Andy Palmer states that, “[DataOps] projects start with an analytic outcome in mind, and then focus on unlocking value from across data sources and lines of business, enabling users to quickly build analytics that they need”.

Its tools allow non-developers to build pipelines and share them between team members to allow iterative development. Pat Patterson describes the DataOps’ role in an organization as “supporting an iterative lifecycle for dataflows, including building, executing, and operating steps supported by data protection.”

The process of handling data, maintaining its pipelines, and analyzing it is of high importance. And so are the expectations from whoever in the organization is involved in DataOps. Speaking on the subject on one of our podcast episodes, founder and Head Chef of DataKitchen, Christopher Burgh, describes that the main expectations and challenges facing DataOps today are:

How do you deliver data faster to your end-users?
How do you maintain high data quality with as few errors as possible and still carry out the correct deployment strategy?
How do you still let your team innovate?

All this work is done primarily by ‘splashing’ code into an IDE or scribbling architectural diagrams on the chalkboard, connecting deformed circles and squares; the actual work is much like any other branch of development.

In other branches though, say software development, once you compile and deploy your application, it is not expected (in most cases) to run persistent tests on it. It becomes its own static and uniform entity. It’s almost foolproof.

With data, a company needs to constantly execute tests to verify that the data is ‘clean’ because to handle customer data efficiently. The last thing you want to do is serve them with the wrong numbers. You need to set up and develop tools and alerts to monitor the memory on the box to make sure that it isn’t blowing up because of an unexpected M2M caused by your end-user joining two tables’ foreign keys and pushing. You need to work with the front end to make sure that the query translator component doesn’t cause the UI not to render and load fast enough in order to prevent the customer from waiting for 30 seconds to see his dashboard.

Not only is working with data more tedious and the crises caused by its malfunction apocalyptic (e.g., because Big Data operations are resource-heavy so servers are more prone to crash when an unexpected query gets executed by end-users), but also the build and deployment tools for DevOps, DataOps’ distant cousin, are far more mature, widespread and flexible (Gradle comes to mind). The technology isn’t quite there yet and neither are technological methodologies. For example, the Agile Method needs to be confronted as it is now the norm. Agile sprints are incremental and iterative by definition, which works great with the iterative nature of DataOps, but we all know that database and server-side development and deployment tasks sometimes can’t be measured in months, let alone two weeks!
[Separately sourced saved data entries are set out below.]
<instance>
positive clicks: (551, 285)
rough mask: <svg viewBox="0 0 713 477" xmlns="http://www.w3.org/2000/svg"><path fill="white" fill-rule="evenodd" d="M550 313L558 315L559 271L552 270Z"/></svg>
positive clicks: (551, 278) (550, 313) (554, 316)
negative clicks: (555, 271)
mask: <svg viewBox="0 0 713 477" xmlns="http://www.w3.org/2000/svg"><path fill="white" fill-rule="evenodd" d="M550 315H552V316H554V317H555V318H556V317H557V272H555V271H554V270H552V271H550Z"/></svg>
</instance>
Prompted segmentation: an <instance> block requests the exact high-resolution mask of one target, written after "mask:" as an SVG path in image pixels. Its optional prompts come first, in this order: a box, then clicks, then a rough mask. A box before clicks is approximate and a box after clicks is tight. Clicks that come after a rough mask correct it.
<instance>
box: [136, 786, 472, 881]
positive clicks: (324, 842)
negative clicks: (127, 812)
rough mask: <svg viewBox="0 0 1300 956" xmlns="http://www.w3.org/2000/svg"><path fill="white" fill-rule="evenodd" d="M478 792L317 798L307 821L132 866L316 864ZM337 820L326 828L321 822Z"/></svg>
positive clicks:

In addition to the the tools and methodologies, yet another challenge is that most cultures in conservative organizations impede on harnessing the power of Big Data. Although we do see the trend of spilling money into Big Data projects and companies generally embracing them, the highly-gratifying outcomes of these projects haven’t reached their potential yet. Although we mentioned that the data engineering technology stack is a little behind compared to its counterparts, we shouldn’t blame the stack if projects aren’t yielding the desired returns. We should first challenge the mentality and culture of the said organization.

The future and adoption of DataOps in the tech industry is contingent upon the mindset of the people making up the organization. Spending less time thinking about technology and more time addressing people and cultural issues may help organizations deliver data that users will use, and result in meaningful returns from their Big Data investments. To quote Jack Welch, former CEO of GE, “An organization’s ability to learn, and translate that learning into action rapidly, is the ultimate competitive advantage.” It’s the people that create value and not vice versa.